Sometimes time to myself is just me putting my makeup on, and that’s ok.

Sometimes time to myself is just me putting my makeup on, and that’s ok.
I have to remind myself that a little bit of time to sit down by myself is good.
Even if it is to just do something as simple as covering the bags under my eyes and applying some mascara.
It’s a time to sit and do something for myself.
I dont know what else to do with time to myself anymore honestly, but it’s something that I am working on. My baby isnt a newborn but he still does have a fair amount of naps at seven months old. I got used to him needing me around the clock. Now we have a fairly good schedule and I still don’t know how to take any of that nap time for myself. I got away from hobbies and doing things for myself. I think that comes with the territory of new motherhood.
Some days naps are few and far between; when naptime does happen, sometimes other priorities seem to take hold and I’ll find myself doing a lot of tasks at once, trying to accomplish too much, this was really bad when my son first came home. I felt like I had to have a perfect home, happy baby and do everything for everyone. But never anything for myself.

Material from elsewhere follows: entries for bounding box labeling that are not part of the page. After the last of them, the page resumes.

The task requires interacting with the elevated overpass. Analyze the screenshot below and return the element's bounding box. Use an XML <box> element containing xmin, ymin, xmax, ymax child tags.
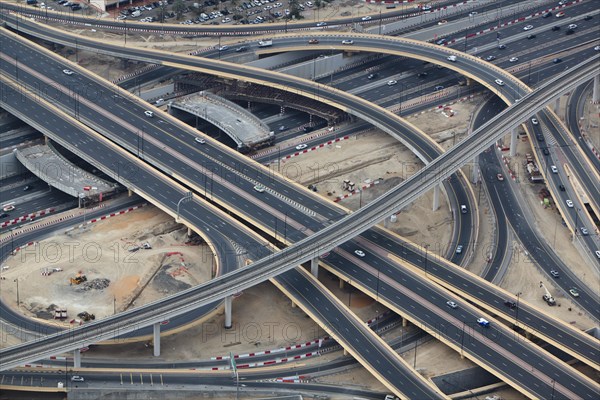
<box><xmin>3</xmin><ymin>32</ymin><xmax>591</xmax><ymax>398</ymax></box>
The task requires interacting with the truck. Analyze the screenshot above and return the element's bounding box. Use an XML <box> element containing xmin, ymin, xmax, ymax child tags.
<box><xmin>258</xmin><ymin>39</ymin><xmax>273</xmax><ymax>47</ymax></box>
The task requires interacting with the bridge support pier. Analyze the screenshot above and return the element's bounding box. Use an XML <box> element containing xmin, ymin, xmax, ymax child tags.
<box><xmin>225</xmin><ymin>296</ymin><xmax>233</xmax><ymax>329</ymax></box>
<box><xmin>152</xmin><ymin>322</ymin><xmax>160</xmax><ymax>357</ymax></box>
<box><xmin>510</xmin><ymin>128</ymin><xmax>519</xmax><ymax>157</ymax></box>
<box><xmin>433</xmin><ymin>185</ymin><xmax>440</xmax><ymax>211</ymax></box>
<box><xmin>310</xmin><ymin>257</ymin><xmax>319</xmax><ymax>279</ymax></box>
<box><xmin>73</xmin><ymin>349</ymin><xmax>81</xmax><ymax>368</ymax></box>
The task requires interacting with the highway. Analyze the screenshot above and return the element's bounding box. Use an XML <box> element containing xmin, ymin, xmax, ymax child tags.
<box><xmin>1</xmin><ymin>37</ymin><xmax>600</xmax><ymax>400</ymax></box>
<box><xmin>2</xmin><ymin>78</ymin><xmax>443</xmax><ymax>398</ymax></box>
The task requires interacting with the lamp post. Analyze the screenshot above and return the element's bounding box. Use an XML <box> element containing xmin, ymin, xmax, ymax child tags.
<box><xmin>14</xmin><ymin>278</ymin><xmax>21</xmax><ymax>307</ymax></box>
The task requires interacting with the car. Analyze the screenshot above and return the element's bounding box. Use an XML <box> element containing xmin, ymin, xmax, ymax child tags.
<box><xmin>504</xmin><ymin>300</ymin><xmax>517</xmax><ymax>310</ymax></box>
<box><xmin>477</xmin><ymin>318</ymin><xmax>490</xmax><ymax>328</ymax></box>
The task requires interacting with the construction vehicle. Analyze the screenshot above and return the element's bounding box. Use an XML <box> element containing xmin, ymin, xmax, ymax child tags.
<box><xmin>540</xmin><ymin>282</ymin><xmax>556</xmax><ymax>306</ymax></box>
<box><xmin>77</xmin><ymin>311</ymin><xmax>96</xmax><ymax>322</ymax></box>
<box><xmin>54</xmin><ymin>308</ymin><xmax>67</xmax><ymax>319</ymax></box>
<box><xmin>69</xmin><ymin>271</ymin><xmax>87</xmax><ymax>285</ymax></box>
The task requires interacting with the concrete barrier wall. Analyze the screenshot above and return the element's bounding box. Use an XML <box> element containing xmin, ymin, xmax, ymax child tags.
<box><xmin>0</xmin><ymin>152</ymin><xmax>27</xmax><ymax>179</ymax></box>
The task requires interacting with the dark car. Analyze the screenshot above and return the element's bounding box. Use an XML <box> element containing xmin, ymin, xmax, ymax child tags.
<box><xmin>504</xmin><ymin>300</ymin><xmax>517</xmax><ymax>310</ymax></box>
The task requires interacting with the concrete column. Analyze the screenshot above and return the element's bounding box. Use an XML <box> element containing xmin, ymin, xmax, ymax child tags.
<box><xmin>225</xmin><ymin>296</ymin><xmax>233</xmax><ymax>329</ymax></box>
<box><xmin>433</xmin><ymin>185</ymin><xmax>440</xmax><ymax>211</ymax></box>
<box><xmin>510</xmin><ymin>128</ymin><xmax>519</xmax><ymax>157</ymax></box>
<box><xmin>310</xmin><ymin>257</ymin><xmax>319</xmax><ymax>279</ymax></box>
<box><xmin>152</xmin><ymin>322</ymin><xmax>160</xmax><ymax>357</ymax></box>
<box><xmin>73</xmin><ymin>349</ymin><xmax>81</xmax><ymax>368</ymax></box>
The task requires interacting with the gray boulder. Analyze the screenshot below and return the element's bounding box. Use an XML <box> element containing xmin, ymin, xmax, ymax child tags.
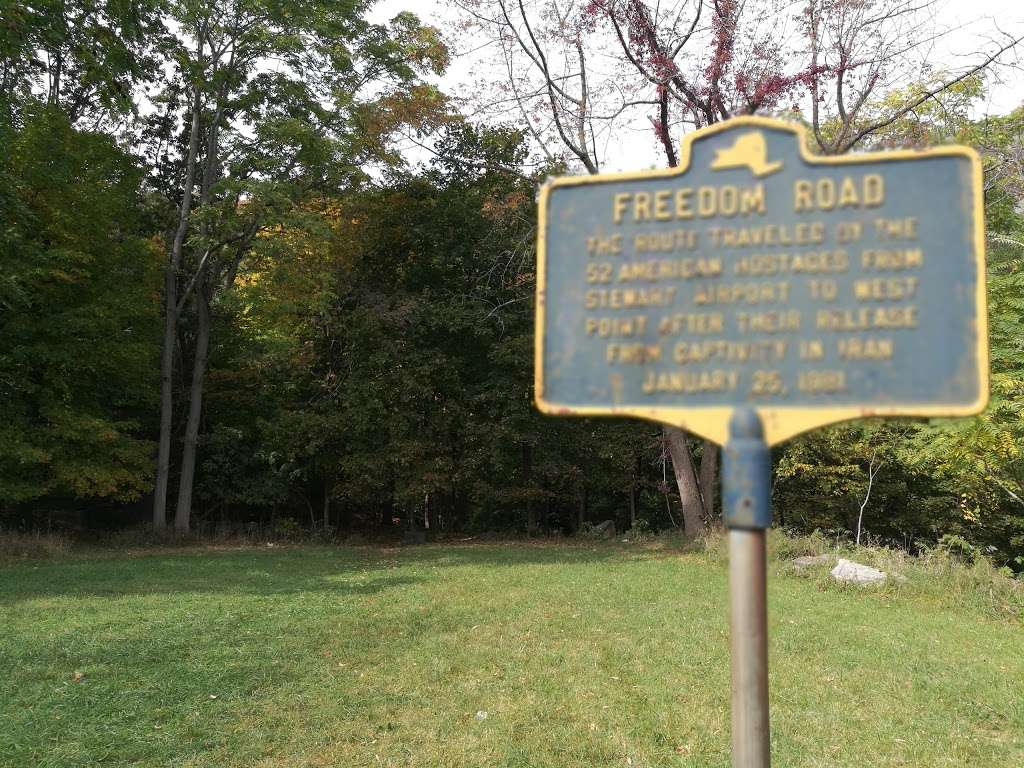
<box><xmin>829</xmin><ymin>557</ymin><xmax>886</xmax><ymax>584</ymax></box>
<box><xmin>793</xmin><ymin>555</ymin><xmax>831</xmax><ymax>570</ymax></box>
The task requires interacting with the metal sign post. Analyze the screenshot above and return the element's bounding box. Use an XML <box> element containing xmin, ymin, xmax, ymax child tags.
<box><xmin>535</xmin><ymin>117</ymin><xmax>988</xmax><ymax>768</ymax></box>
<box><xmin>722</xmin><ymin>409</ymin><xmax>771</xmax><ymax>768</ymax></box>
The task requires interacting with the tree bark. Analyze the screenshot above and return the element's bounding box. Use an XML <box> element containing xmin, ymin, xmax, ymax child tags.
<box><xmin>153</xmin><ymin>78</ymin><xmax>202</xmax><ymax>528</ymax></box>
<box><xmin>577</xmin><ymin>485</ymin><xmax>588</xmax><ymax>532</ymax></box>
<box><xmin>174</xmin><ymin>285</ymin><xmax>210</xmax><ymax>534</ymax></box>
<box><xmin>665</xmin><ymin>427</ymin><xmax>705</xmax><ymax>538</ymax></box>
<box><xmin>699</xmin><ymin>440</ymin><xmax>718</xmax><ymax>522</ymax></box>
<box><xmin>324</xmin><ymin>477</ymin><xmax>333</xmax><ymax>532</ymax></box>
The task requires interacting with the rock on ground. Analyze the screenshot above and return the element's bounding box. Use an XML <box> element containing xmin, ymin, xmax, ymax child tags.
<box><xmin>829</xmin><ymin>557</ymin><xmax>886</xmax><ymax>584</ymax></box>
<box><xmin>793</xmin><ymin>555</ymin><xmax>831</xmax><ymax>569</ymax></box>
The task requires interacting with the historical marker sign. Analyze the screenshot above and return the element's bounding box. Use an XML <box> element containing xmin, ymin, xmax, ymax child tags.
<box><xmin>536</xmin><ymin>117</ymin><xmax>988</xmax><ymax>443</ymax></box>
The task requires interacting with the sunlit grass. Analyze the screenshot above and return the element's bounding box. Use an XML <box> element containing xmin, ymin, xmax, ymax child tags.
<box><xmin>0</xmin><ymin>545</ymin><xmax>1024</xmax><ymax>768</ymax></box>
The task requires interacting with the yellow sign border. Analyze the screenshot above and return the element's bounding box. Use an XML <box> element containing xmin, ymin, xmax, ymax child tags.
<box><xmin>534</xmin><ymin>116</ymin><xmax>988</xmax><ymax>445</ymax></box>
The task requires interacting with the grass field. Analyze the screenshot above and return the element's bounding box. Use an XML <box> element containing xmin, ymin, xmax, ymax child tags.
<box><xmin>0</xmin><ymin>545</ymin><xmax>1024</xmax><ymax>768</ymax></box>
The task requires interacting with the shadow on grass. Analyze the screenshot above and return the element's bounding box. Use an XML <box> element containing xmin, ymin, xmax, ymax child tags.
<box><xmin>0</xmin><ymin>543</ymin><xmax>635</xmax><ymax>605</ymax></box>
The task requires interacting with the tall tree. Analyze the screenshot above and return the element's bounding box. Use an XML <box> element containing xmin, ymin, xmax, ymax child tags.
<box><xmin>454</xmin><ymin>0</ymin><xmax>1020</xmax><ymax>536</ymax></box>
<box><xmin>151</xmin><ymin>0</ymin><xmax>446</xmax><ymax>530</ymax></box>
<box><xmin>0</xmin><ymin>104</ymin><xmax>159</xmax><ymax>508</ymax></box>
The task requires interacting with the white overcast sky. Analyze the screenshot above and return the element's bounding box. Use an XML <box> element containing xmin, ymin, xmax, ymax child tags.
<box><xmin>371</xmin><ymin>0</ymin><xmax>1024</xmax><ymax>171</ymax></box>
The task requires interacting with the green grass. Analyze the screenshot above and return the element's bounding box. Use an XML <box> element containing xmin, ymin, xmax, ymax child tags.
<box><xmin>0</xmin><ymin>545</ymin><xmax>1024</xmax><ymax>768</ymax></box>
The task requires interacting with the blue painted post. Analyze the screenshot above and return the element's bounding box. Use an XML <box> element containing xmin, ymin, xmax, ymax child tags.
<box><xmin>722</xmin><ymin>408</ymin><xmax>771</xmax><ymax>768</ymax></box>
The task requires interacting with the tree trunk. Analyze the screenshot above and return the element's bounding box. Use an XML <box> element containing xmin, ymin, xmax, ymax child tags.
<box><xmin>174</xmin><ymin>285</ymin><xmax>210</xmax><ymax>534</ymax></box>
<box><xmin>700</xmin><ymin>440</ymin><xmax>718</xmax><ymax>522</ymax></box>
<box><xmin>324</xmin><ymin>477</ymin><xmax>332</xmax><ymax>532</ymax></box>
<box><xmin>665</xmin><ymin>427</ymin><xmax>705</xmax><ymax>538</ymax></box>
<box><xmin>153</xmin><ymin>73</ymin><xmax>202</xmax><ymax>528</ymax></box>
<box><xmin>577</xmin><ymin>485</ymin><xmax>588</xmax><ymax>531</ymax></box>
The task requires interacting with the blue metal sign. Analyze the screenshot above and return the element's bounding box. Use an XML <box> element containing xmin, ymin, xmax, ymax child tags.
<box><xmin>536</xmin><ymin>117</ymin><xmax>988</xmax><ymax>443</ymax></box>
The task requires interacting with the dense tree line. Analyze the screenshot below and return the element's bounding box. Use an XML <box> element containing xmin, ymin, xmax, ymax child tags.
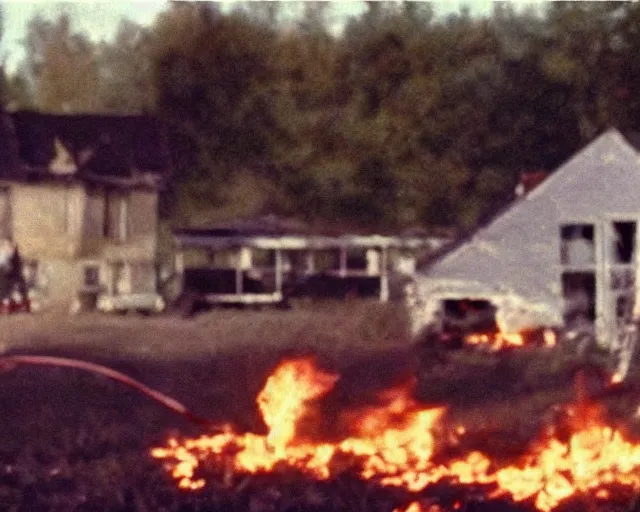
<box><xmin>6</xmin><ymin>2</ymin><xmax>640</xmax><ymax>234</ymax></box>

I’ve realized recently that I dont know what to do with time to myself. I’ll sit and procrastinate a lot about what I “should” be doing. Does a mom even take time for herself? Shouldn’t I be cleaning or getting the next thing ready to do?the bags packed for the next place we are going? Call nanny to plan a play date? Check on the baby? Is he breathing? Should I be taking this time to hangout with my partner?
It can be hard knowing when to take time for myself and when to focus on everything else.
Im not complaining about a lack of time.
It’s just hard right now to take time for myself, even when it is right there in front of me.
 I’m expressing a lack of knowing when to take that time to myself and what to do with it, but it is getting easier. 
Sometimes time to myself is just me putting my makeup on, and that’s ok.